Not normalizing values like "Apple" and "apple"
Python treats them as different strings:
data = ["Apple", "apple"]
print(list(dict.fromkeys(data)))
Output:
['Apple', 'apple']
Normalize first if needed:
data = ["Apple", "apple"]
print(list(dict.fromkeys(item.lower() for item in data)))
Forgetting to convert the result back to a list after using set()
This:
data = ["apple", "banana", "apple"]
unique_data = set(data)
print(unique_data)
gives you a set, not a list.
If you need a list, write:
unique_data = list(set(data))
FAQ
What is the easiest way to remove duplicates from a Python list?

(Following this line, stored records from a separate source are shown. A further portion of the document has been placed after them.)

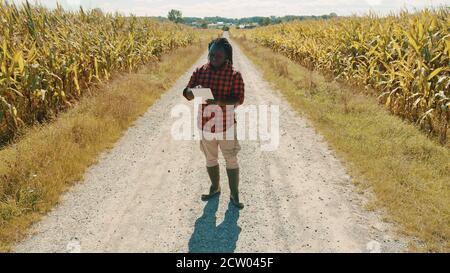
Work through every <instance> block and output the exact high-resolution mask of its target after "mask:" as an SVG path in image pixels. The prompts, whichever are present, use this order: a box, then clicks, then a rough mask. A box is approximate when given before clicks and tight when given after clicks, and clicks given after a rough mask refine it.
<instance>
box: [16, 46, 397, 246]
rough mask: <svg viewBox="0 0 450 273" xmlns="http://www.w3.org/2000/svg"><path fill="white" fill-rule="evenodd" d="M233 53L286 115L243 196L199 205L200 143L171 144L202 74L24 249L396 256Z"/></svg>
mask: <svg viewBox="0 0 450 273" xmlns="http://www.w3.org/2000/svg"><path fill="white" fill-rule="evenodd" d="M233 46H234V65H235V67H236V68H237V69H238V70H240V71H241V73H242V75H243V78H244V81H245V85H246V100H245V104H254V105H260V104H275V105H279V107H280V108H279V109H280V134H281V139H280V146H279V148H278V149H277V150H275V151H272V152H265V151H261V149H260V143H259V141H241V146H242V150H241V152H240V154H239V160H240V165H241V186H240V188H241V198H242V201H243V202H244V203H245V204H246V207H245V208H244V209H243V210H241V211H237V210H236V209H234V207H232V206H229V202H228V201H229V199H228V196H229V191H228V184H227V180H226V173H225V168H224V167H223V166H224V164H223V163H224V161H223V158H221V184H222V190H223V192H222V195H221V196H220V198H219V199H218V198H216V199H213V200H212V201H210V202H209V203H204V202H202V201H201V200H200V195H201V194H202V193H204V192H206V191H207V190H208V187H209V179H208V176H207V173H206V170H205V161H204V157H203V154H202V153H201V151H200V149H199V144H198V141H195V140H193V141H177V140H174V139H172V137H171V134H170V132H171V126H172V124H173V121H174V118H172V117H171V115H170V111H171V108H172V107H173V106H174V105H176V104H180V103H181V104H186V105H190V103H189V102H186V101H185V100H184V98H183V97H182V96H181V91H182V89H183V88H184V87H185V85H186V84H187V82H188V79H189V76H190V74H191V72H192V71H193V69H194V67H195V66H198V65H200V64H203V63H205V62H206V52H205V55H204V56H202V58H201V59H200V60H199V61H198V62H197V63H196V64H195V66H193V67H192V68H191V69H190V70H189V71H187V72H186V74H185V75H184V76H183V77H181V78H180V79H179V80H178V82H177V83H176V84H175V86H174V87H173V88H172V89H171V90H169V91H168V92H167V93H165V94H164V95H163V96H162V98H161V99H160V100H159V101H158V102H157V103H155V104H154V106H152V107H151V108H149V109H148V111H147V112H146V113H145V115H143V116H142V117H141V118H140V119H139V120H138V121H137V122H136V123H135V125H134V126H133V127H131V128H130V129H129V130H128V131H127V132H126V134H125V135H124V136H123V137H122V138H121V140H120V141H119V142H118V143H117V144H116V146H115V148H113V149H112V150H111V151H109V152H107V153H104V154H103V155H102V156H101V157H100V159H99V163H98V164H96V165H94V166H92V167H91V168H90V169H89V170H88V171H87V173H86V175H85V179H84V181H81V182H80V183H78V184H77V185H75V186H74V187H73V188H72V189H71V190H70V191H69V192H67V193H66V194H65V195H64V196H63V198H62V200H61V203H60V205H58V206H57V207H55V209H54V210H53V211H51V212H50V213H49V214H48V216H46V217H45V218H43V219H42V221H41V222H39V223H37V224H36V225H34V226H33V227H32V229H31V231H30V236H29V237H28V238H27V239H25V240H24V241H23V242H21V243H20V244H19V245H17V246H16V247H15V251H17V252H79V251H81V252H188V251H192V252H203V251H208V252H232V251H234V252H348V251H351V252H379V251H382V252H397V251H403V250H404V248H403V244H402V243H400V242H398V241H396V240H395V239H394V238H395V237H394V236H393V235H392V232H391V230H392V229H391V227H389V226H388V225H386V224H385V223H383V222H382V221H380V217H379V216H377V215H375V214H374V213H369V212H367V211H365V210H364V209H363V202H364V198H363V197H362V196H361V195H359V194H357V193H356V191H355V189H354V187H353V185H352V181H351V177H350V176H349V175H347V174H346V171H345V168H344V167H343V165H342V163H341V162H340V161H339V160H338V159H337V158H336V157H335V155H334V153H333V151H331V150H330V149H329V147H328V146H327V144H326V142H325V141H324V140H323V138H322V137H321V136H320V135H319V134H318V133H317V132H315V130H314V128H312V127H311V126H310V125H309V122H308V121H307V120H305V119H304V118H302V117H300V116H299V115H298V114H296V113H295V112H294V111H293V110H292V109H291V108H290V106H289V105H288V104H287V102H286V101H285V100H284V99H283V98H282V97H281V96H280V95H279V94H278V93H277V91H275V90H273V89H272V88H271V87H270V85H269V84H268V83H267V82H265V81H264V80H263V78H262V76H261V74H260V72H259V71H258V70H257V68H256V67H255V66H254V65H253V64H252V63H251V62H250V61H249V60H248V59H247V58H246V57H245V56H244V55H243V54H242V52H241V51H240V49H239V48H238V46H237V45H236V44H234V43H233Z"/></svg>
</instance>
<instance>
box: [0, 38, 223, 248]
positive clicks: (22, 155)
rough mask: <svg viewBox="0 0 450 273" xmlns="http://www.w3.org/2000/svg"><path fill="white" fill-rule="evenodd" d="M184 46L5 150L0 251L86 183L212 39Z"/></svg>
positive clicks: (13, 242) (2, 177)
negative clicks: (132, 129) (88, 171)
mask: <svg viewBox="0 0 450 273" xmlns="http://www.w3.org/2000/svg"><path fill="white" fill-rule="evenodd" d="M213 35H214V36H215V34H213V33H211V32H208V33H205V34H204V35H203V38H202V42H201V43H199V44H196V45H192V46H189V47H187V48H179V49H176V50H175V51H174V52H172V53H169V54H167V55H165V56H163V57H162V59H161V61H160V62H154V63H151V64H149V65H147V66H145V67H143V68H142V69H141V70H140V71H138V73H132V74H121V75H116V76H115V78H114V79H113V80H112V81H110V82H109V83H107V84H105V85H103V86H101V87H99V90H97V91H96V92H95V94H94V95H92V96H87V97H85V98H82V99H81V100H80V102H79V103H78V104H77V105H76V106H74V107H73V108H72V109H70V110H69V111H67V112H66V113H64V114H62V115H61V116H60V117H58V119H57V120H56V121H54V122H52V123H50V124H46V125H43V126H39V127H38V126H36V127H32V128H29V129H27V132H26V133H25V134H24V136H23V137H22V138H21V139H20V140H19V141H17V142H16V143H15V144H13V145H10V146H8V147H6V148H4V149H2V150H0V251H1V252H7V251H9V250H10V248H11V245H12V244H13V243H14V242H15V241H18V240H20V239H21V238H23V236H24V235H25V234H26V230H27V228H28V227H29V226H30V224H32V223H33V222H34V221H37V220H38V219H39V218H40V217H41V216H42V215H43V214H44V213H46V212H47V211H49V210H50V209H51V208H52V207H53V206H54V205H55V204H56V203H57V202H58V200H59V197H60V195H61V193H63V192H64V191H65V190H67V189H68V187H70V185H71V184H73V183H75V182H76V181H79V180H80V179H82V177H83V174H84V172H85V170H86V169H87V168H88V167H89V166H90V165H91V164H93V163H95V162H96V158H97V156H98V155H99V154H100V153H101V152H103V151H104V150H106V149H108V148H111V147H113V145H114V143H115V142H116V141H117V140H118V139H119V138H120V137H121V135H122V133H123V132H124V131H125V130H126V129H127V128H128V127H129V126H130V125H132V123H133V122H134V121H135V120H136V119H137V118H138V117H139V116H140V115H142V114H143V113H144V112H145V111H146V109H147V108H148V107H149V106H151V105H152V104H153V103H154V102H155V101H156V100H157V99H158V98H159V97H160V95H161V94H162V93H163V92H164V91H165V90H166V89H168V88H169V87H170V86H172V85H173V84H174V83H175V81H176V80H177V79H178V78H179V77H180V76H181V75H182V74H183V73H184V72H185V71H186V70H187V69H188V68H189V67H190V66H191V65H192V64H193V63H194V62H195V61H196V60H197V59H198V58H199V57H200V55H201V54H202V53H203V52H204V51H205V50H206V47H207V46H206V45H207V39H209V38H211V37H212V36H213Z"/></svg>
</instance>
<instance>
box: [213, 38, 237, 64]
mask: <svg viewBox="0 0 450 273" xmlns="http://www.w3.org/2000/svg"><path fill="white" fill-rule="evenodd" d="M212 45H216V46H218V47H221V48H223V50H224V51H225V56H226V58H227V60H228V61H229V62H230V64H233V47H232V46H231V44H230V42H228V40H227V38H216V39H214V40H212V41H211V42H209V44H208V51H209V50H210V49H211V46H212Z"/></svg>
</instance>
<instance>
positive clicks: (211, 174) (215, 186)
mask: <svg viewBox="0 0 450 273" xmlns="http://www.w3.org/2000/svg"><path fill="white" fill-rule="evenodd" d="M206 171H207V172H208V175H209V179H210V180H211V187H210V188H209V193H208V194H202V200H203V201H207V200H209V199H211V198H212V197H214V196H216V195H217V194H220V172H219V165H217V166H213V167H206Z"/></svg>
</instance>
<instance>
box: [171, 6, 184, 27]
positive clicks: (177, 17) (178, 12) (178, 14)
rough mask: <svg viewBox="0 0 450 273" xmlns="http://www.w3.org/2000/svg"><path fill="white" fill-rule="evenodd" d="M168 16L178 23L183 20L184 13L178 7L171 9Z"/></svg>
mask: <svg viewBox="0 0 450 273" xmlns="http://www.w3.org/2000/svg"><path fill="white" fill-rule="evenodd" d="M167 18H169V20H170V21H172V22H174V23H177V24H178V23H181V22H183V15H182V13H181V11H179V10H176V9H172V10H171V11H169V13H168V14H167Z"/></svg>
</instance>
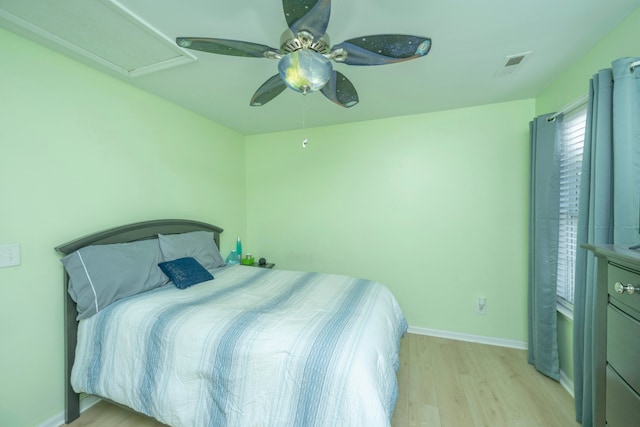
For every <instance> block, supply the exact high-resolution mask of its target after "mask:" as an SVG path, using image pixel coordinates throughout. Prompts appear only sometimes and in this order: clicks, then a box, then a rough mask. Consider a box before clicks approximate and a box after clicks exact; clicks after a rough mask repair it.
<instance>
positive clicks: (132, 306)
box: [56, 220, 407, 427]
mask: <svg viewBox="0 0 640 427" xmlns="http://www.w3.org/2000/svg"><path fill="white" fill-rule="evenodd" d="M221 232H222V229H221V228H219V227H216V226H213V225H210V224H206V223H202V222H197V221H190V220H155V221H147V222H141V223H135V224H130V225H126V226H122V227H117V228H114V229H110V230H106V231H103V232H100V233H96V234H92V235H90V236H86V237H83V238H80V239H76V240H73V241H71V242H68V243H65V244H63V245H60V246H58V247H56V250H58V251H59V252H60V253H62V254H63V255H64V257H63V258H62V261H63V264H64V269H63V270H64V293H65V343H66V344H65V349H66V358H65V360H66V367H65V373H66V385H65V395H66V400H65V402H66V405H65V419H66V422H67V423H69V422H71V421H73V420H74V419H76V418H77V417H78V416H79V393H87V394H91V395H96V396H98V397H101V398H104V399H108V400H110V401H113V402H115V403H117V404H121V405H125V406H127V407H129V408H131V409H133V410H135V411H137V412H140V413H143V414H146V415H148V416H151V417H154V418H156V419H157V420H159V421H161V422H163V423H165V424H168V425H171V426H174V427H187V426H188V427H194V426H285V425H304V426H368V427H370V426H389V425H390V420H391V416H392V414H393V410H394V407H395V401H396V398H397V380H396V371H397V369H398V366H399V355H398V349H399V342H400V338H401V336H402V335H403V334H404V333H405V332H406V329H407V324H406V321H405V318H404V316H403V314H402V311H401V310H400V308H399V306H398V303H397V301H396V300H395V298H394V297H393V296H392V294H391V293H390V292H389V290H388V289H387V288H386V287H385V286H383V285H381V284H379V283H376V282H373V281H369V280H364V279H358V278H353V277H348V276H342V275H335V274H321V273H314V272H300V271H288V270H279V269H273V270H272V269H265V268H254V267H248V266H242V265H237V264H236V265H226V264H225V263H224V261H223V260H222V257H221V256H220V254H219V251H218V249H217V248H218V247H219V238H220V233H221ZM196 237H197V238H196ZM210 252H215V253H213V254H211V253H210ZM147 265H148V268H147V267H144V268H141V267H140V266H147ZM132 268H133V269H134V270H136V274H138V276H134V277H133V278H132V277H131V273H130V272H129V271H130V270H131V269H132ZM140 270H142V274H141V275H140V274H139V273H140ZM125 279H126V280H125ZM192 279H193V280H192ZM127 280H128V281H127ZM190 281H195V283H190ZM85 282H86V283H85ZM187 282H189V283H188V284H187V285H186V286H185V285H184V284H185V283H187ZM132 283H133V285H132V288H134V289H133V290H132V289H131V288H130V285H131V284H132ZM114 289H115V290H114Z"/></svg>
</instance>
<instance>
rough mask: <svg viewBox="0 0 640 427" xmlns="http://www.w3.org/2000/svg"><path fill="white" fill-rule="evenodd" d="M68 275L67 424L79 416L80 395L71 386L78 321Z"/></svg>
mask: <svg viewBox="0 0 640 427" xmlns="http://www.w3.org/2000/svg"><path fill="white" fill-rule="evenodd" d="M68 281H69V277H68V276H67V274H66V273H65V277H64V294H65V295H64V311H65V315H64V352H65V357H64V376H65V379H64V387H65V394H64V419H65V423H67V424H69V423H71V422H72V421H74V420H76V419H78V417H80V395H79V394H78V393H76V392H75V391H74V390H73V387H71V368H72V367H73V362H74V360H75V357H76V343H77V341H78V321H77V320H76V304H75V302H74V301H73V300H72V299H71V297H70V296H69V293H68V292H67V286H68Z"/></svg>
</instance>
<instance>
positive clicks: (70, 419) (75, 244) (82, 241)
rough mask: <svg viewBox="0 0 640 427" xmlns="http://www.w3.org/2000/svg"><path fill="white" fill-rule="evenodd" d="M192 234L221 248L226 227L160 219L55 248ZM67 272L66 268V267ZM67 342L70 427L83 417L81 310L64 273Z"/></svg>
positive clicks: (59, 248)
mask: <svg viewBox="0 0 640 427" xmlns="http://www.w3.org/2000/svg"><path fill="white" fill-rule="evenodd" d="M190 231H210V232H213V239H214V240H215V242H216V246H217V247H218V248H220V233H222V231H223V230H222V228H220V227H217V226H215V225H211V224H207V223H204V222H199V221H191V220H186V219H160V220H153V221H144V222H136V223H134V224H128V225H122V226H120V227H115V228H110V229H108V230H104V231H100V232H98V233H93V234H90V235H88V236H84V237H80V238H77V239H74V240H71V241H69V242H67V243H63V244H61V245H58V246H56V247H55V250H56V251H58V252H60V253H62V254H63V255H68V254H70V253H72V252H74V251H77V250H78V249H81V248H83V247H85V246H89V245H106V244H110V243H127V242H133V241H137V240H146V239H153V238H156V237H157V236H158V234H178V233H188V232H190ZM63 271H64V268H63ZM63 284H64V286H63V289H64V301H65V304H64V311H65V314H64V329H65V332H64V339H65V422H66V423H67V424H69V423H70V422H72V421H73V420H75V419H77V418H78V417H79V416H80V396H79V395H78V394H77V393H76V392H75V391H73V388H72V387H71V368H72V367H73V362H74V359H75V352H76V343H77V335H78V321H77V320H76V315H77V309H76V304H75V302H74V301H73V300H72V299H71V297H70V296H69V293H68V285H69V276H68V275H67V273H66V271H65V272H64V279H63Z"/></svg>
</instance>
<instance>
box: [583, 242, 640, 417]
mask: <svg viewBox="0 0 640 427" xmlns="http://www.w3.org/2000/svg"><path fill="white" fill-rule="evenodd" d="M583 247H584V248H586V249H588V250H590V251H592V252H593V253H594V254H595V255H596V256H597V257H598V286H597V297H596V299H597V306H596V313H595V316H596V317H595V319H596V331H595V340H596V342H595V347H596V352H595V362H596V377H595V378H594V384H595V399H594V402H595V414H594V425H595V426H598V427H600V426H602V427H604V426H605V425H608V426H609V427H637V426H638V425H639V424H638V423H639V422H640V362H639V361H638V360H639V359H638V355H640V253H638V252H635V251H632V250H629V249H627V248H622V247H616V246H612V245H602V246H591V245H584V246H583Z"/></svg>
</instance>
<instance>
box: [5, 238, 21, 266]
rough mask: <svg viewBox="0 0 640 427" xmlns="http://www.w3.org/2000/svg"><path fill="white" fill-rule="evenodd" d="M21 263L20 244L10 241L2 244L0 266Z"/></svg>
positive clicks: (13, 264) (6, 265)
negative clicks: (2, 244) (20, 255)
mask: <svg viewBox="0 0 640 427" xmlns="http://www.w3.org/2000/svg"><path fill="white" fill-rule="evenodd" d="M16 265H20V245H19V244H17V243H10V244H4V245H0V267H13V266H16Z"/></svg>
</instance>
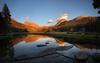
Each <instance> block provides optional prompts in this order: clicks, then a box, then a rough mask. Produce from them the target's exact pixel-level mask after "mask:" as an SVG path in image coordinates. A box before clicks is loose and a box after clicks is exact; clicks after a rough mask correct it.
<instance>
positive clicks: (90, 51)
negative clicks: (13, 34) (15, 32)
mask: <svg viewBox="0 0 100 63" xmlns="http://www.w3.org/2000/svg"><path fill="white" fill-rule="evenodd" d="M9 42H12V45H13V54H12V56H13V58H14V61H13V63H74V62H75V61H74V60H77V59H76V58H77V57H78V58H81V57H82V58H84V57H88V59H86V61H88V62H90V63H91V62H92V63H95V61H94V58H93V56H94V55H95V54H96V53H98V54H99V53H100V49H99V46H96V45H89V44H70V42H67V41H64V40H62V39H58V38H54V37H49V36H45V35H28V36H24V37H20V38H14V39H11V40H9ZM84 53H85V54H84ZM95 56H96V55H95ZM98 56H99V55H98ZM84 63H85V62H84Z"/></svg>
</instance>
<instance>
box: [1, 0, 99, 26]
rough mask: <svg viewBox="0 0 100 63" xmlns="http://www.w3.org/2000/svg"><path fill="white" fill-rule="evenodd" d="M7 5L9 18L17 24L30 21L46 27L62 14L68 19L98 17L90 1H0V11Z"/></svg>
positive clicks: (3, 0)
mask: <svg viewBox="0 0 100 63" xmlns="http://www.w3.org/2000/svg"><path fill="white" fill-rule="evenodd" d="M5 3H7V5H8V7H9V9H10V12H11V17H12V18H13V19H15V20H17V21H18V22H24V21H31V22H37V23H39V24H43V25H48V20H56V19H57V18H59V17H60V16H62V15H63V14H67V15H68V18H69V19H74V18H76V17H78V16H99V14H98V13H97V10H95V9H94V8H93V6H92V0H0V11H1V10H2V7H3V5H4V4H5Z"/></svg>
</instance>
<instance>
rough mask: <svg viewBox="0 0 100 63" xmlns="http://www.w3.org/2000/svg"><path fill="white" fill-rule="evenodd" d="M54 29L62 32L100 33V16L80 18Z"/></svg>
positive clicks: (57, 27) (94, 16)
mask: <svg viewBox="0 0 100 63" xmlns="http://www.w3.org/2000/svg"><path fill="white" fill-rule="evenodd" d="M52 28H53V30H54V31H62V32H65V31H66V32H100V16H79V17H77V18H75V19H73V20H69V21H64V22H62V23H60V24H59V25H57V26H54V27H52Z"/></svg>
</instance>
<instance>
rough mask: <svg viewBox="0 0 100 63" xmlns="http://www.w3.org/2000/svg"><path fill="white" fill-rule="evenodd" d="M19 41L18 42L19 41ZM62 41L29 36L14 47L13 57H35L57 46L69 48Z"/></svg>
mask: <svg viewBox="0 0 100 63" xmlns="http://www.w3.org/2000/svg"><path fill="white" fill-rule="evenodd" d="M19 41H20V40H19ZM69 45H71V44H68V43H65V42H64V41H62V40H58V39H54V38H52V37H48V36H43V35H29V36H27V37H24V39H23V38H22V40H21V41H20V42H18V43H16V44H15V45H14V50H15V57H16V58H23V57H24V58H26V57H36V56H37V55H39V54H40V53H41V52H43V51H44V50H46V49H48V48H56V47H59V46H69Z"/></svg>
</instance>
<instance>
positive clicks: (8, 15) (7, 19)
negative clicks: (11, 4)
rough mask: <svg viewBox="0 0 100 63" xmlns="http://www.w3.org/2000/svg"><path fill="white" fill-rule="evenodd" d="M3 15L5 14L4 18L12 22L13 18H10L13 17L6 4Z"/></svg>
mask: <svg viewBox="0 0 100 63" xmlns="http://www.w3.org/2000/svg"><path fill="white" fill-rule="evenodd" d="M2 13H3V17H4V18H5V19H6V20H7V21H8V22H9V21H10V20H11V18H10V17H11V15H10V11H9V8H8V6H7V4H4V7H3V9H2Z"/></svg>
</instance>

Use set(your_list) if order does not matter. Use list(dict.fromkeys(your_list)) if you want to keep the original order.
Does set() keep the same order as the original list?
No. A set removes duplicates, but it does not guarantee the same order as the original list.
How do I remove duplicates and keep order in Python?
Use list(dict.fromkeys(data)). It keeps the first occurrence of each value.
Can I use set() on a list of dictionaries?
No. Dictionaries are mutable and cannot be added to a set directly.